Manual para um Estrangeiro de mim Mesmo




Não me preocupo mais com ele.

Dei alta ao delírio amoroso

e deixei ele na portaria do meu desinteresse.

Não quero. Não duvido. Não tem suspense.

O problema é outro,

é a mobília desarrumada da minha existência.


A dúvida agora é uma cadeira sem perna

num apartamento onde até o silêncio paga aluguel.

É a solidão vestida de terno,

me oferecendo café amargo às 3h37 da manhã

enquanto questiono por que os espelhos não me respondem em voz alta.


Sou estrangeiro em todas as geografias —

inclusive em mim.

Falo mal todas as línguas,

inclusive a do afeto.

Não sei sorrir sem parecer um anúncio de derrota

nem abraçar sem parecer um susto.


Esse não-pertencimento me rói as pontas,

como rato que lê Camus em noites de tempestade.

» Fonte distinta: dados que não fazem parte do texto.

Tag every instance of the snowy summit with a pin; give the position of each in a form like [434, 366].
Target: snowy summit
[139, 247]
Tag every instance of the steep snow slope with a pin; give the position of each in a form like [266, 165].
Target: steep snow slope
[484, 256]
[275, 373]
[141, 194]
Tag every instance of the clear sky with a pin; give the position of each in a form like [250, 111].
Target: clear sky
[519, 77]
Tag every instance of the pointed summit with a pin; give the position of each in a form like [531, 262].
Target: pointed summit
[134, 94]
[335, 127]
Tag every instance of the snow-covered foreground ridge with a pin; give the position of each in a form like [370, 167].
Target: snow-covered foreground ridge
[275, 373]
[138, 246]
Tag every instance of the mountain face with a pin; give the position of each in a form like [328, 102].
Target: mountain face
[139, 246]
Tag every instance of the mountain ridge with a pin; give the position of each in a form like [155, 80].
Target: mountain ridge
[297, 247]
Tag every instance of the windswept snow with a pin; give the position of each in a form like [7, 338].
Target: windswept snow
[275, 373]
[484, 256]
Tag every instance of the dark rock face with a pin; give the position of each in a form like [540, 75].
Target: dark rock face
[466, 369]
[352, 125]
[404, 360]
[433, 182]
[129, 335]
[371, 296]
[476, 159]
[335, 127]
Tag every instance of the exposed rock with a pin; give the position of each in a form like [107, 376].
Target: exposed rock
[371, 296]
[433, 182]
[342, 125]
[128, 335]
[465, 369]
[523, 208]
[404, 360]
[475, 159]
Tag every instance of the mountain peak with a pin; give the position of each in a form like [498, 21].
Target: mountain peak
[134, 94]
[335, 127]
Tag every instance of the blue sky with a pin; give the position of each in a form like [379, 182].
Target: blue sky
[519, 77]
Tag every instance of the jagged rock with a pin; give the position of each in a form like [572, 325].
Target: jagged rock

Sou socialmente analfabeto:

não sei conjugar o verbo “estar junto”

sem tropeçar nas vogais.


Eis meu drama:

sou só.

Mas não uma solidão de violino.

Sou só como um semáforo no deserto,

como um elevador em prédio abandonado,

como um convite perdido em caixa de spam.


Nada é trágico demais,

tudo é só ridiculamente sem sentido.

E eu sigo,

como quem continua existindo só pra ver

no que vai dar essa palhaçada.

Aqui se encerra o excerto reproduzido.